To edit this dictionary, follow the instructions below. 

  1. Go to Administration > Resources > DLP Dictionaries & Engines.
  2. Point to the Social Security Numbers (US) dictionary and click the Edit icon.
  3. You can modify:
    • Number of Violations Threshold: The dictionary triggers only if it finds more violations than the number specified here. For example, if you enter 7, the dictionary will only trigger upon finding 8 or more violations.
      • If you enter a value of less than five, the dictionary will not trigger unless it also finds keywords relevant to US Social Security Numbers.
      • You may enter any value less than 10,000.
    • Confidence Score Threshold: Select a value of Low, Medium, or High. For the Social Security Numbers (US) dictionary, the confidence scores have the following implications:
      • Low: Dictionary counts an instance as a violation if it matches a valid range.
      • Medium: Dictionary counts an instance as a violation if:
        • The requirements of Low Confidence are met.
        • The SSN is in a popular format.
      • High: Dictionary counts an instance as a violation if:
        • The requirements of Medium Confidence are met.
        • The SSN is accompanied by keywords such as “date of birth,” “social security number,” “tax payer id,” “ssn,” and “password.”
  4. Click Save and activate the change.

This dictionary detects leakage of source code. Note that the Source Code dictionary will not trigger unless the data size of the detected content is at least 1 KB.

To edit this dictionary, follow the instructions below.

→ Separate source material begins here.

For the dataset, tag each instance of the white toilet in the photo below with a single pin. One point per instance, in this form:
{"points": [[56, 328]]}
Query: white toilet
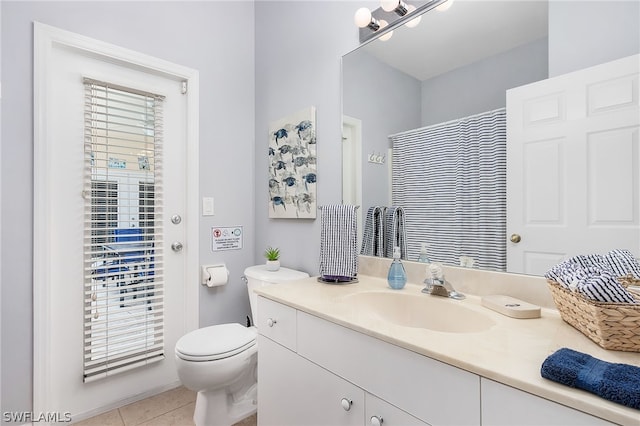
{"points": [[219, 362]]}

  1. Go to Administration > Resources > DLP Dictionaries & Engines.
  2. Point to the Source Code dictionary and click the Edit icon.
  3. You can modify:
    Confidence Score Threshold: Select a value of Low, Medium, or High. Confidence scores inform the dictionary how high it must raise the bar, or threshold, for identifying violations and triggering. A lower confidence score threshold means the dictionary is more aggressive in identifying violations and requires less matching content to be found before it triggers. Conversely, a higher confidence score threshold means that the dictionary needs more exact format and verification requirements to be met for matching content, and  that it also needs more instances of matching content to be found before it triggers.
  4.  Click Save and activate the change.

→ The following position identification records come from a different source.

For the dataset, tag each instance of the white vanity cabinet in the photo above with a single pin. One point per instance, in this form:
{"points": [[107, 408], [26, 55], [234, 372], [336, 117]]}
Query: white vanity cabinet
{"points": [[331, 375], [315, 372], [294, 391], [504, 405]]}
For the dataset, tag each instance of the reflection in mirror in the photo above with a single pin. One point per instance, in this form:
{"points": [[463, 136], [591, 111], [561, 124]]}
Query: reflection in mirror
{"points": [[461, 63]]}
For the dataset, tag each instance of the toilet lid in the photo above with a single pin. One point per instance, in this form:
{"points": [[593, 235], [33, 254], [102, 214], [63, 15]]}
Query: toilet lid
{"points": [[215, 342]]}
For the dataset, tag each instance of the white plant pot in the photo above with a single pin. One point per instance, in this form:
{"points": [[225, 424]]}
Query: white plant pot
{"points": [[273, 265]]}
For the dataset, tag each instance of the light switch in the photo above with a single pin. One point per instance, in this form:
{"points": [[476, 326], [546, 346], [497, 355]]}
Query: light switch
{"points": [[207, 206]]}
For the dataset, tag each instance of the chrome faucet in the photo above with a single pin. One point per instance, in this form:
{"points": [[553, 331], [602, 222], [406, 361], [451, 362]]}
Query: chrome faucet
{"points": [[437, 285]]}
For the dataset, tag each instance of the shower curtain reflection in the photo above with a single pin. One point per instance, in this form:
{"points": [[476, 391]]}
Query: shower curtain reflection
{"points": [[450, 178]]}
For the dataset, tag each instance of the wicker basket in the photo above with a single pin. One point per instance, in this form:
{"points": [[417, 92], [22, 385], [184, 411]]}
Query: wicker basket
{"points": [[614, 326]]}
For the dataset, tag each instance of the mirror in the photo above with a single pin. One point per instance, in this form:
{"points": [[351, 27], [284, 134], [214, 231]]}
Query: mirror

This dictionary detects leakage of weapons.

To edit this dictionary, follow the instructions below. 

  1. Go to Administration > Resources > DLP Dictionaries & Engines.
  2. Point to the Weapons dictionary and click the Edit icon.
  3. You can modify:
    Confidence Score Threshold: Select a value of Low, Medium, or High. Confidence scores inform the dictionary how high it must raise the bar, or threshold, for identifying violations and triggering. A lower confidence score threshold means the dictionary is more aggressive in identifying violations and requires less matching content to be found before it triggers. Conversely, a higher confidence score threshold means that the dictionary needs more exact format and verification requirements to be met for matching content, and  that it also needs more instances of matching content to be found before it triggers.
  4.  Click Save and activate the change.